How many times have we been told by our parents, our employers or have even told our children, "You never get another chance to make a first impression, and a first impression is a lasting impression?" How many of us, through painful experience, have realized that in this case, our parents knew exactly what they were talking about, and have paid the price for failing to make that important first impression.
It is with this very spirit that the Beaufort Fire Department has created the "1st Impressions - Lasting Impression" program. This program is designed for, and targeted to, children of daycare and pre-kindergarten age, an age when children are beginning to form those valuable first impressions, not only on topics such as fire safety, but firefighters as a whole.
While we may think we are approachable and fun loving, to a small child, we can be quite intimidating. Should our first meeting with this age group go awry, a barrier will then be placed in the middle of the road for reaching out to these children in the future.
I learned this valuable lesson early, when bringing a daycare class out to our safety education house I ignored the look of fear and apprehension upon their faces. Thinking I could win them over with enthusiasm, I continued on. It started with just one child - he began to sniffle, then it spread to another, then another, and then it came - one child began to scream a scream of total horror and the chain reaction started. It was all over.
Returning to that class weeks later, it was apparent that I had in fact made an impression, as the children started to whimper again as I walked into the class, and they had to be reassured that it was OK.
We knew then we had to find a different approach. According to the NFPA's 2005 Characteristics of Home Fire Victims, children under five years old are 75% more likely to die in a house fire than the average person, so ignoring them and waiting until they reach elementary school just was not an option. We were determined to find a way to reach them.
We took a look at our overall goal for such a program. While education is always a goal, that would not be our focus. Introduction was the key! Introducing firefighters and safety education as a fun and exciting experience was the main goal, as well as slipping in a few tid-bits of education along the way, setting a strong foundation for them and their future safety education, as well as for the fire service.
Programs at this age group have to be quick, as attention spans will not allow for much time, and messages have to be presented (not spoken) in an interactive and enthusiastic way.
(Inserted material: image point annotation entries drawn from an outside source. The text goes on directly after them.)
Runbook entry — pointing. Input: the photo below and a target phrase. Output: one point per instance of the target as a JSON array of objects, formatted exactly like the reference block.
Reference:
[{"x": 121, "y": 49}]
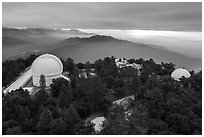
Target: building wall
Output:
[{"x": 48, "y": 79}]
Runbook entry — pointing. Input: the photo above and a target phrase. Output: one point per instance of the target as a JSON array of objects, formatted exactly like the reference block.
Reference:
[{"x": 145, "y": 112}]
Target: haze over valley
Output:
[{"x": 86, "y": 45}]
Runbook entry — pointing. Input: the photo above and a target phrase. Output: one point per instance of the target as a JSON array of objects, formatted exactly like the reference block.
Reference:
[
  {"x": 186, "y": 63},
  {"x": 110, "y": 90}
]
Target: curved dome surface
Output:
[
  {"x": 178, "y": 73},
  {"x": 47, "y": 64}
]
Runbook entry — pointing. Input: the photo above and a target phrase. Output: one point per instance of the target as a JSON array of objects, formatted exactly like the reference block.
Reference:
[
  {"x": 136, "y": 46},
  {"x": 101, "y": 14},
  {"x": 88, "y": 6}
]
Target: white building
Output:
[
  {"x": 48, "y": 65},
  {"x": 180, "y": 72}
]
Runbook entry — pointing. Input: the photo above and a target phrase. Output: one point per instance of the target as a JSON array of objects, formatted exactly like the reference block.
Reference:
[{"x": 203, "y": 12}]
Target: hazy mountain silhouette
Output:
[
  {"x": 82, "y": 46},
  {"x": 95, "y": 47}
]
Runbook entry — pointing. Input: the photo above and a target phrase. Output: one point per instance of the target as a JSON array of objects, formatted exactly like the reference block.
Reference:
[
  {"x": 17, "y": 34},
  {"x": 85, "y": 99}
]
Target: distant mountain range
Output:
[{"x": 82, "y": 46}]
The program would have to be constant and reinforcing, building upon itself with each lesson. We also wanted the program to be adaptive, so we could add future "all risk" injury prevention material into the program.
As we designed the program, we limited it to 30 minutes per lesson, which we thought, and have found, is just about right. Considering the capacity of the daycare, preschool child to retain information, we took a look at the important bullets we wanted this program to convey.
- Introduce firefighters, what we do, how to call 911, encourage fire stations as places to go for help, BASIC Exit Drills in the Home (E.D.I.T.H.) concepts and smoke detectors.
- Matches and lighters are big topics for this group. Teaching them to recognize them as tools, not toys, and what to do if they should see them lying around
- The "Friendly Firefighter," what we look and sound like in gear.
An important aspect to this program is parental involvement. At the end of each day, the child goes home with a one page colored flyer, highlighting what the child learned that day, and most importantly, what the parent can do to reinforce the material.